Star system in the Ursa Major

|

TYC 3801-1529-1 is a triple star system located 2035 light-years from the Sun in the constellation Ursa Major. This system is the lowest-mass contact binary ever discovered in the universe.

The two inner components form a close W Ursae Majoris-type contact binary system. The primary star has a mass of approximately 2.1 , while the secondary star has a mass of 0.050 , or 50 Mj, and is likely a brown dwarf. The mass ratio of the components is q = 0.024, which is the lowest known mass ratio among analyzed contact binary systems. They take approximately 0.3659 days, or about 8.78 hours, to orbit their common barycenter.
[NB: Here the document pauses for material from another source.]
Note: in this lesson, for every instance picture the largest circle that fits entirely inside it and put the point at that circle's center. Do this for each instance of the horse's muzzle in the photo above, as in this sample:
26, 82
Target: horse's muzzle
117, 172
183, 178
The degree of contact (filling factor of the total gas envelope) is 35.7%. It was initially discovered by the Zwicky Transient Facility on April 21, 2019. In 2020, a group of researchers led by Chen classified the object as a contact binary system, noting the anomalously low light curve amplitude in the g-band, which was only 0.108 magnitudes. In November 2024, an international team of astronomers from China and South Korea, led by Professor Kai Li from Shandong University, published the results of the first comprehensive study of the system.

The third component of the system was discovered in 2026, through the method of excess radiation in the light curve and periodic secular shifts in the times of eclipse minima on the O-C diagram over 16 years of observations. It is an isolated M-type red dwarf with a mass in the range of 0.48 - 0.58 . It is 6–7 times more massive than the secondary component of the close pair. Its gravitational influence plays a key role in the system's evolution. Through secular perturbations, this object contributed to the loss of angular momentum by the central pair, leading to their approach and the formation of a common envelope. Currently, the system's orbital period is secularly increasing at a rate of 7.96×10^-7 days per year, indicating active mass transfer. The presence of asymmetry in the light curves confirms the existence of a large hot spot on the primary component, caused by bombardment by accreting gas. Since the current mass ratio is below the theoretical limit for dynamical stability, the system will evolve in the long term towards the inevitable merger of the components into a single rapidly rotating star.